1980, c. 10, a. 44; 1985, c. 3, a. 11; 1987, c. 57, a. 812.
44.1. La Loi sur les travaux municipaux (chapitre T‐14) ne s’applique pas dans le cas de travaux effectués en vertu d’une entente visée dans l’article 21 ou 27.1.
1982, c. 2, a. 102; 1985, c. 3, a. 12.
45. Les employés de la Société sont assujettis à la Loi sur le régime de retraite des employés du gouvernement et des organismes publics (chapitre R-10).
1980, c. 10, a. 45; 2006, c. 60, a. 111.
46. Le ministre des Affaires municipales et des Régions est chargé de l’application de la présente loi.
1980, c. 10, a. 46; 1994, c. 17, a. 71; 1999, c. 43, a. 13; 2003, c. 19, a. 250; 2005, c. 28, a. 196.
47. Aux fins des lois fiscales, la Société jouit des privilèges et immunités d’un mandataire de l’État.
Malgré toute disposition inconciliable d’une loi générale ou spéciale, la Société est exemptée de toute taxe municipale ou scolaire.
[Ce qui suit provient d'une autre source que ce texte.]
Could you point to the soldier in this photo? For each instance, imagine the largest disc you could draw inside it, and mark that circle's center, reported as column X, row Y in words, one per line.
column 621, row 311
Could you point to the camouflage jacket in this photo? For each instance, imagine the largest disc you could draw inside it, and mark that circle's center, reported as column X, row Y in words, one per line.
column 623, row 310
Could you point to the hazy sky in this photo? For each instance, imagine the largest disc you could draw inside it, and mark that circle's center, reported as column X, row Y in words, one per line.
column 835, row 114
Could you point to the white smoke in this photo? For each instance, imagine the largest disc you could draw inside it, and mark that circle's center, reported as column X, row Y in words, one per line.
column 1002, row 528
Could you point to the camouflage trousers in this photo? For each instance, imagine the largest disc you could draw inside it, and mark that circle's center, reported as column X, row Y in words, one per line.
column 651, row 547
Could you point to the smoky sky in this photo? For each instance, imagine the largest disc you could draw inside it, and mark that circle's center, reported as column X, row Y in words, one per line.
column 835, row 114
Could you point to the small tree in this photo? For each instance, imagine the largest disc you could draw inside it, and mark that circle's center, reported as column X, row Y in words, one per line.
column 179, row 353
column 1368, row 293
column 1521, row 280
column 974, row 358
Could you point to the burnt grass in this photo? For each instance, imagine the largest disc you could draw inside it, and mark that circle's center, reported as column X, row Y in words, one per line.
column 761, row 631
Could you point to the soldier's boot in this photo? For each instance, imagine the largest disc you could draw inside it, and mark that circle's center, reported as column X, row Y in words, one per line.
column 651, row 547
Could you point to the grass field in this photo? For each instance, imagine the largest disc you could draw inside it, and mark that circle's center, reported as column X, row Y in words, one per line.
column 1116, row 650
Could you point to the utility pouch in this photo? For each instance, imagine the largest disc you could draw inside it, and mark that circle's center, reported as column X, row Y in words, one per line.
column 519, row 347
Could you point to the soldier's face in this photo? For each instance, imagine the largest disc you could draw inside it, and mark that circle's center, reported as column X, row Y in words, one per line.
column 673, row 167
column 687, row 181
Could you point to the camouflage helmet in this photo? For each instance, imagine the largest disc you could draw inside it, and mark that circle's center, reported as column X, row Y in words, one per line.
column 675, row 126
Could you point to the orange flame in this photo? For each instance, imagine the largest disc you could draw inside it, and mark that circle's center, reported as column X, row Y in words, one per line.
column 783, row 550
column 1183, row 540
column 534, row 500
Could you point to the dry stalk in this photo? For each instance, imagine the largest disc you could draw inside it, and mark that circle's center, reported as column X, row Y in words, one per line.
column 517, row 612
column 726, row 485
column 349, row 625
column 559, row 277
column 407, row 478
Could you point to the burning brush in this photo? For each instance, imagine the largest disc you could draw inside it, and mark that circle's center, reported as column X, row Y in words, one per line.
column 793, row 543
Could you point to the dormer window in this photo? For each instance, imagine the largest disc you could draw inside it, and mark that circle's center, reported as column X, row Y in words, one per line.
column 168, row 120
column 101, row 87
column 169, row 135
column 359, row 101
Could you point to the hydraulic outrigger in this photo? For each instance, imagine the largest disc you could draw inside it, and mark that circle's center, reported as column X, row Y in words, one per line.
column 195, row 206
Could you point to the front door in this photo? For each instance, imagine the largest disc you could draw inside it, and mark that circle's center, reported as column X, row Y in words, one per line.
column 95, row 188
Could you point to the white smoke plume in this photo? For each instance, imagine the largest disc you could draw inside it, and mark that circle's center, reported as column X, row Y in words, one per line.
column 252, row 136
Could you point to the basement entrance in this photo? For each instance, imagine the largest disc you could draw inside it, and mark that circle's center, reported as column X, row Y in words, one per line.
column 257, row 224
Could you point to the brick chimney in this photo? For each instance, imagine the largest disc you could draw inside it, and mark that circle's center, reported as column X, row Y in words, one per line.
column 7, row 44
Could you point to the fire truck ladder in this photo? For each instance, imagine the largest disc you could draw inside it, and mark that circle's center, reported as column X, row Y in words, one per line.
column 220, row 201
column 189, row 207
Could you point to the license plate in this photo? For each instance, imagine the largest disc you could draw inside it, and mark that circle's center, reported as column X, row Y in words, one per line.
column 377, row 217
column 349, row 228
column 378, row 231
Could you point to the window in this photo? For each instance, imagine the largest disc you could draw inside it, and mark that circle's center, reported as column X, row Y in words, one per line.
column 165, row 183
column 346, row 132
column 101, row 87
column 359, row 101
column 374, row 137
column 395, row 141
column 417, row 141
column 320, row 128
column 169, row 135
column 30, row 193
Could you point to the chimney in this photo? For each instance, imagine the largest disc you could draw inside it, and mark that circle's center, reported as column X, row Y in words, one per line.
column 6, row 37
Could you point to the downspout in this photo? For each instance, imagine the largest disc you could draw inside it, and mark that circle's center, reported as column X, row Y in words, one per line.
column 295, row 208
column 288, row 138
Elle doit cependant payer des taxes municipales ou scolaires quant aux immeubles qu’elle possède sauf ceux qui doivent être cédés à une municipalité en vertu de l’article 22.
1980, c. 10, a. 47; 1999, c. 40, a. 298.
48. La Société ne peut entreprendre la construction, l’amélioration ou l’agrandissement des ouvrages d’assainissement des eaux ni l’exécution des travaux de réfection des réseaux d’égout municipaux visés dans le paragraphe 1° de l’article 18 après le 31 décembre 1993 ou toute date postérieure fixée par le gouvernement.
1980, c. 10, a. 48; 1990, c. 70, a. 1; 1993, c. 2, a. 5; 1995, c. 32, a. 8.
49. (Omis).
1980, c. 10, a. 49.
50. (Cet article a cessé d’avoir effet le 17 avril 1987).
1982, c. 21, a. 1; R.-U., 1982, c. 11, ann. B, ptie I, a. 33.
ANNEXE ABROGATIVE

Conformément à l’article 17 de la Loi sur la refonte des lois et des règlements (chapitre R‐3), le chapitre 10 des lois de 1980, tel qu’en vigueur le 1er novembre 1980, à l’exception de l’article 49, est abrogé à compter de l’entrée en vigueur du chapitre S-18.2.1 des Lois refondues.